L’initiative se présente sous la forme d’une coopération renforcée, autorisée par la décision du Conseil de l’Union Européenne (2011/167/

EU), et se conçoit dans la perspective Europe 2020 qui présente l’innovation comme un objectif prioritaire de l’Union Européenne. Si l’Italie et l’Espagne s’étaient très tôt opposés à ce brevet unitaire pour des motifs linguistiques – et avaient par ailleurs déposé un recours à la Cour de Justice pour invalider la coopération renforcé, la Pologne a elle récemment fait volte-face.

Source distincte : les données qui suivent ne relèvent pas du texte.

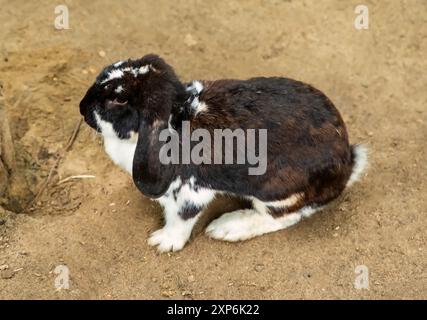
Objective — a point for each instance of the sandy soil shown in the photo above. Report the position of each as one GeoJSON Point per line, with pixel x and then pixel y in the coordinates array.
{"type": "Point", "coordinates": [98, 227]}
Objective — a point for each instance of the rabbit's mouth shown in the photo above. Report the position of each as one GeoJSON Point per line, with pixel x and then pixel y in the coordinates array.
{"type": "Point", "coordinates": [90, 119]}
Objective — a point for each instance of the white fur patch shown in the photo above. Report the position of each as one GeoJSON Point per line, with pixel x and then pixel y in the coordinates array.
{"type": "Point", "coordinates": [119, 89]}
{"type": "Point", "coordinates": [121, 151]}
{"type": "Point", "coordinates": [118, 63]}
{"type": "Point", "coordinates": [176, 232]}
{"type": "Point", "coordinates": [246, 224]}
{"type": "Point", "coordinates": [119, 73]}
{"type": "Point", "coordinates": [360, 163]}
{"type": "Point", "coordinates": [290, 201]}
{"type": "Point", "coordinates": [144, 69]}
{"type": "Point", "coordinates": [199, 107]}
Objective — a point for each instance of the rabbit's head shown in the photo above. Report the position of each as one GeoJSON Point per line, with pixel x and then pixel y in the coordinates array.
{"type": "Point", "coordinates": [129, 92]}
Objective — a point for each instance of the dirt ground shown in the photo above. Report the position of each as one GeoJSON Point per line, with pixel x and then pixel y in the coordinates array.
{"type": "Point", "coordinates": [98, 227]}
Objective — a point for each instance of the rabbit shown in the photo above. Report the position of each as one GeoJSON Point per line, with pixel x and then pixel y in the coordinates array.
{"type": "Point", "coordinates": [309, 158]}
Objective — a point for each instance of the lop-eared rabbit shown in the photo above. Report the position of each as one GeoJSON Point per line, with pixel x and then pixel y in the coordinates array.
{"type": "Point", "coordinates": [309, 160]}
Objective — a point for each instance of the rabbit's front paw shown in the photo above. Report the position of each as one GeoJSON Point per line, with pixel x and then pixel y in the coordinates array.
{"type": "Point", "coordinates": [167, 239]}
{"type": "Point", "coordinates": [234, 226]}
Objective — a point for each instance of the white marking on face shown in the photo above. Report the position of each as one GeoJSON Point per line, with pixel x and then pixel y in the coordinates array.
{"type": "Point", "coordinates": [144, 69]}
{"type": "Point", "coordinates": [121, 151]}
{"type": "Point", "coordinates": [113, 74]}
{"type": "Point", "coordinates": [119, 89]}
{"type": "Point", "coordinates": [118, 63]}
{"type": "Point", "coordinates": [198, 86]}
{"type": "Point", "coordinates": [119, 73]}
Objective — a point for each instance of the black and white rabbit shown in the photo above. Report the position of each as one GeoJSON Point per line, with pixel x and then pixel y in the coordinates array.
{"type": "Point", "coordinates": [309, 159]}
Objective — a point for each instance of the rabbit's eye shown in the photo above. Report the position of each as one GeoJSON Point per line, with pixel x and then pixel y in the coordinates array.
{"type": "Point", "coordinates": [109, 104]}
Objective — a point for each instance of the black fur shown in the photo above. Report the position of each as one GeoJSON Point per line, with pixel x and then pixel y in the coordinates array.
{"type": "Point", "coordinates": [308, 149]}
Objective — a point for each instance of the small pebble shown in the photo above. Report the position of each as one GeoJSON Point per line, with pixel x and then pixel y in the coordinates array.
{"type": "Point", "coordinates": [7, 274]}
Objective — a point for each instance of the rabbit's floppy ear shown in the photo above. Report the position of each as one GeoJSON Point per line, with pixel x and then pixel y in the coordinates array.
{"type": "Point", "coordinates": [151, 176]}
{"type": "Point", "coordinates": [161, 92]}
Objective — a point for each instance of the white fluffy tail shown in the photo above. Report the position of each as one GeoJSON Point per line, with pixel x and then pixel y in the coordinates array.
{"type": "Point", "coordinates": [360, 161]}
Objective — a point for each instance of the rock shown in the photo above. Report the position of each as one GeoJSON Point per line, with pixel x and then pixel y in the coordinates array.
{"type": "Point", "coordinates": [168, 293]}
{"type": "Point", "coordinates": [259, 267]}
{"type": "Point", "coordinates": [189, 40]}
{"type": "Point", "coordinates": [7, 274]}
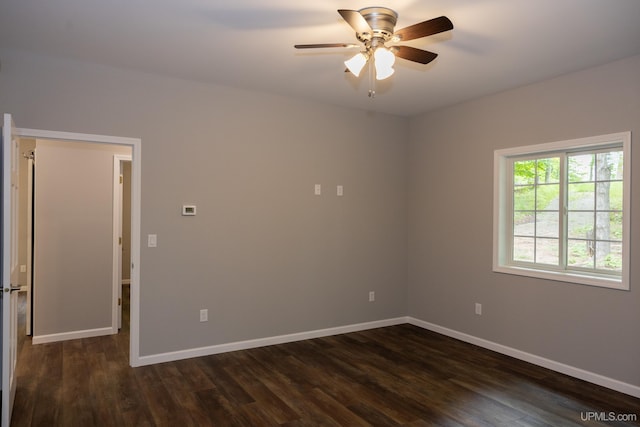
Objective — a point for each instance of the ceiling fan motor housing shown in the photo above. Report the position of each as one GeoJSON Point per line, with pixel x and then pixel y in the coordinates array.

Faisant partie des sept pays favorables à la base de la coopération renforcée dès Novembre 2010, la Pologne avait même présenté l’accord entre le Parlement et le Conseil autour de cette initiative comme un grand succès de leur présidence du Conseil de l’UE au second semestre 2011. Pourtant un an plus tard, le 20 mars 2013, le ministre polonais de l’économie Janusz Piechociński déclarait que la Pologne resterait en dehors du nouveau cadre pour lequel elle avait milité.

Dans quelles mesures le retrait de la Pologne du brevet unitaire européen souligne la diversité des approches des Etats membres quant à la propriété industrielle et par voie de conséquence une harmonisation introuvable ?

La réponse à cette question passe par la présentation des caractéristiques de l’appareil productif polonais, mais aussi l’implication de la société civile et les failles mêmes du projet d’harmonisation.

L’introduction suivante nous permettra de poser les bases du débat et d’évaluer la pertinence d’un tel brevet.

Le tableau ci-dessous, plus synthétique qu’une expression littérale, permet de considérer les avantages et inconvénients du futur système de protection de la propriété industrielle par rapport à son prédécesseur.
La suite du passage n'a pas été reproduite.